February 26, 2025

Software: Impossible - Innovation Through Creative Tension

As CTO of Arke, but most importantly, as a passionate software engineer, I occasionally reflect on what drives true innovation in software development. While many companies chase market share or aim to become "the next big thing," —often ignoring the nature of the thing— I've come to believe that the most transformative innovation emerges from a more nuanced relationship with our goals and aspirations.

The French psychoanalyst Jacques Lacan spoke of desire as fundamentally oriented around an impossible object—not in the sense of being difficult to achieve, but in being structurally unattainable. This concept has profoundly influenced my approach to innovation as we build our next-generation ERP platform. The creative drive and desire (to achieve, to grow, to complete and compete) are inevitably intertwined or, at least, share common roots.

The conventional wisdom in tech suggests setting SMART goals: Specific, Measurable, Achievable, Relevant, and Time-bound. While this framework serves its purpose for project management and delivery milestones, it fails to capture the deeper, heart wrenching creative tension that drives genuine innovation. At Arke, we've embraced a dual approach: concrete, achievable objectives for our sprints and releases, coupled with an overarching vision that deliberately exceeds what we know to be possible.

I've witnessed firsthand the cost of missing this crucial element. In previous roles, I've seen teams trapped in the machinery of pure execution—companies where every goal was achievable (or unknowingly impossible, which ironically feels the same), every metric was reasonable (or simply ignored), and every quarter was predictable (predictably good or predictably bad). The result? Teams that weren't just unmotivated; they were existentially fatigued. Without that higher creative tension, work became a mere checklist of deliverables. I watched talented engineers, including myself, resign en masse, not because the work was too hard, but because it wasn't hard enough in the right way. It lacked that vital spark that transforms routine development into creative exploration.

Back to Arke, we're not trying to become the next SAP—that summit has already been climbed.

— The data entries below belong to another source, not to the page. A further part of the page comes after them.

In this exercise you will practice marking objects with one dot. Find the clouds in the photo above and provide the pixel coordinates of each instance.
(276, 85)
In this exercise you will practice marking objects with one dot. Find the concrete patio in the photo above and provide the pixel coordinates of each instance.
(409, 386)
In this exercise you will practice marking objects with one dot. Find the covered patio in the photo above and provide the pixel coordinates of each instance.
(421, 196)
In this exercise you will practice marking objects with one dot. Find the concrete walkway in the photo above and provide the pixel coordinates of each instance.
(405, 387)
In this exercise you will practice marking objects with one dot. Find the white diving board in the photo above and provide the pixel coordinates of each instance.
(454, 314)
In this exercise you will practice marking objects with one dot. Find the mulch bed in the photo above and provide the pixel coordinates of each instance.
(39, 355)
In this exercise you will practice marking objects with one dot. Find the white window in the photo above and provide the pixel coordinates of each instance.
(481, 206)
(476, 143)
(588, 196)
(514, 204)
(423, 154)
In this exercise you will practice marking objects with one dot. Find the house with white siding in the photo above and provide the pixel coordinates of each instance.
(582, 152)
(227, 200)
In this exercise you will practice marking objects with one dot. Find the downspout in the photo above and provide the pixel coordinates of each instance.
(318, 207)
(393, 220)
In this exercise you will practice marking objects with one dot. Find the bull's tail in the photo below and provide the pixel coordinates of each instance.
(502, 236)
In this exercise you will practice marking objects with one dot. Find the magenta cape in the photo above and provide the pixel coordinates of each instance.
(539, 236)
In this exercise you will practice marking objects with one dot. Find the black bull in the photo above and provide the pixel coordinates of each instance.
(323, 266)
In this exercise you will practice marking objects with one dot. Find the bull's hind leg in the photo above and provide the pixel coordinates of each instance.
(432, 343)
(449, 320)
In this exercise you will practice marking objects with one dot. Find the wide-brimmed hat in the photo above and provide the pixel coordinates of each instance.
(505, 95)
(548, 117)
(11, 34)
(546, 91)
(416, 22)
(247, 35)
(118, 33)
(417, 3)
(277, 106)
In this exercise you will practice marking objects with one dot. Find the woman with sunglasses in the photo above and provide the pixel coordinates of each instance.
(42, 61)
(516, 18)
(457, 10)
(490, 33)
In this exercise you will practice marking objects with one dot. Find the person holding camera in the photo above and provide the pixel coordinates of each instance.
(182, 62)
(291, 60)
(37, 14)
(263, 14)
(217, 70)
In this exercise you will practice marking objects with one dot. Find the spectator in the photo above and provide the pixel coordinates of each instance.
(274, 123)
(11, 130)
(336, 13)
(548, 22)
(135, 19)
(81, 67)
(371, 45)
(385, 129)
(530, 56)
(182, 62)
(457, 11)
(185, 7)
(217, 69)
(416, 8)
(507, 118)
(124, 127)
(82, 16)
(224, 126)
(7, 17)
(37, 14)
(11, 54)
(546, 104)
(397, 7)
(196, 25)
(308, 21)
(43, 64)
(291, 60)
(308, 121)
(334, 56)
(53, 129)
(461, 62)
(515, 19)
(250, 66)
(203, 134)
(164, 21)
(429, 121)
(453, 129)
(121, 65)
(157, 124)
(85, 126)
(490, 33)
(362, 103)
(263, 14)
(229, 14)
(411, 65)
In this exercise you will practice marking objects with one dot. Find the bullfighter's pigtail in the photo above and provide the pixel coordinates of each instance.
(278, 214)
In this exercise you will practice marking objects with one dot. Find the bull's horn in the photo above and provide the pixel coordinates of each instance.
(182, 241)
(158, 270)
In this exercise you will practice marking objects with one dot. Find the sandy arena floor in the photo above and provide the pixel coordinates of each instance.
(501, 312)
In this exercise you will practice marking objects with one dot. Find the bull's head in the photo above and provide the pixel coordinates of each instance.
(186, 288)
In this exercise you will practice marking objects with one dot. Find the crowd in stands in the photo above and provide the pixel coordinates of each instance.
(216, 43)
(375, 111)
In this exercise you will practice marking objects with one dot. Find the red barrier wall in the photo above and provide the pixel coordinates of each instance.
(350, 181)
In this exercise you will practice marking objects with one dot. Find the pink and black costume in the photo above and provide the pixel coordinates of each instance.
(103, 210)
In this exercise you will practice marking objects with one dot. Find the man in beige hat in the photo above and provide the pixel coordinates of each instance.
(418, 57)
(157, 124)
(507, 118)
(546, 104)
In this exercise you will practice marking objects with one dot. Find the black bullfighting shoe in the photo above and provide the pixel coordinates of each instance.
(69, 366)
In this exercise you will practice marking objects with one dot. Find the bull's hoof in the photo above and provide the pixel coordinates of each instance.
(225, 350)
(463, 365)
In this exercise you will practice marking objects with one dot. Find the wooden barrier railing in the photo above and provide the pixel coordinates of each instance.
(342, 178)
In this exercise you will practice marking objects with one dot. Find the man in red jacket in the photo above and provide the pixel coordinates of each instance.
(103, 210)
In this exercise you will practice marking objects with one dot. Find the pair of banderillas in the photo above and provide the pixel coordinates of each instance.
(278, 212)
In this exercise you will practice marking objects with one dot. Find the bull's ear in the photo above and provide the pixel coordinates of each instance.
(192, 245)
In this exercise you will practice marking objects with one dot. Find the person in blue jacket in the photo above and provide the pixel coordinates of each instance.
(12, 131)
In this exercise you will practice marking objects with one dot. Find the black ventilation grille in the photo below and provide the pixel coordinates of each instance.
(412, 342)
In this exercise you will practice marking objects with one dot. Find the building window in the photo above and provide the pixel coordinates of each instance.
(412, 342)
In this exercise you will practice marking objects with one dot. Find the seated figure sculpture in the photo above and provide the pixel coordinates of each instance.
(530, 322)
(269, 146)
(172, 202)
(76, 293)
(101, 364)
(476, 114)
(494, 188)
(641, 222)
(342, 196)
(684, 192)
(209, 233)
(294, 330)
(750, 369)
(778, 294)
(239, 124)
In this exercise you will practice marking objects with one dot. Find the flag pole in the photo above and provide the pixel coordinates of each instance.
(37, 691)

Instead, we orbit around a more elusive ideal: an ERP system that achieves perfect harmony between power and simplicity, between standardization and flexibility, between automation and human judgment. This isn't just about shooting for the stars; it's about maintaining a creative tension that transforms our team daily.

This tension manifests in fascinating ways. When our developers tackle a new feature, they're not just implementing requirements—they're engaging with this larger impossible ideal. Each solution becomes a creative act, an attempt to narrow the gap between current limitations and our ultimate vision. The very impossibility of achieving perfection keeps us innovative, preventing us from settling for "good enough."

Our sprint goals are concrete and achievable: improve performance by X%, reduce cognitive load in specific workflows, reduce onboarding time. But these tactical objectives exist within the gravitational pull of our larger vision. Like Lacan's concept of desire, this vision isn't something we expect to fully realize—its power lies precisely in its unattainability.

This approach has profound implications for team motivation and creativity. When you're chasing a possible goal—even an ambitious one—reaching it can lead to a kind of creative death. But when you're in dialogue with an impossible ideal, each achievement becomes part of an ongoing transformation. Our teams aren't demoralized by the impossibility; they internalized it and are paradoxically energized by it. Each incremental improvement is celebrated, while the tension that drives innovation remains generative.

And most importantly, any idea can be discussed, no matter how “out there”, because we have no reason to be scared by them.

The results speak for themselves. Our ERP solution has evolved in ways we couldn't have predicted, incorporating innovations that emerged from this creative tension. We've designed features that transcend the traditional boundaries of ERP systems, not because we set out to disrupt the market, but because we remained in dialogue with our impossible ideal and with customers.

The relationship with customers evolves as well - while their ideas may sometimes seem bizarre or hyper-specific, our comfort with embracing the impossible allows us to truly listen and distill valuable insights we might otherwise miss.

This is what true innovation looks like in software development—not a linear path toward a predetermined goal, but a continuous orbit around an unattainable vision that transforms both the product and the team creating it. It's about maintaining that delicate balance between achievable milestones and impossible dreams, between the practical and the ideal.

As we continue building Arke's ERP platform, we embrace this creative tension. Our success isn't measured by whether we achieve our ultimate vision—that's not the point. Success is in how this vision shapes our journey, drives our innovation, and continuously transforms our understanding of what's possible in enterprise software.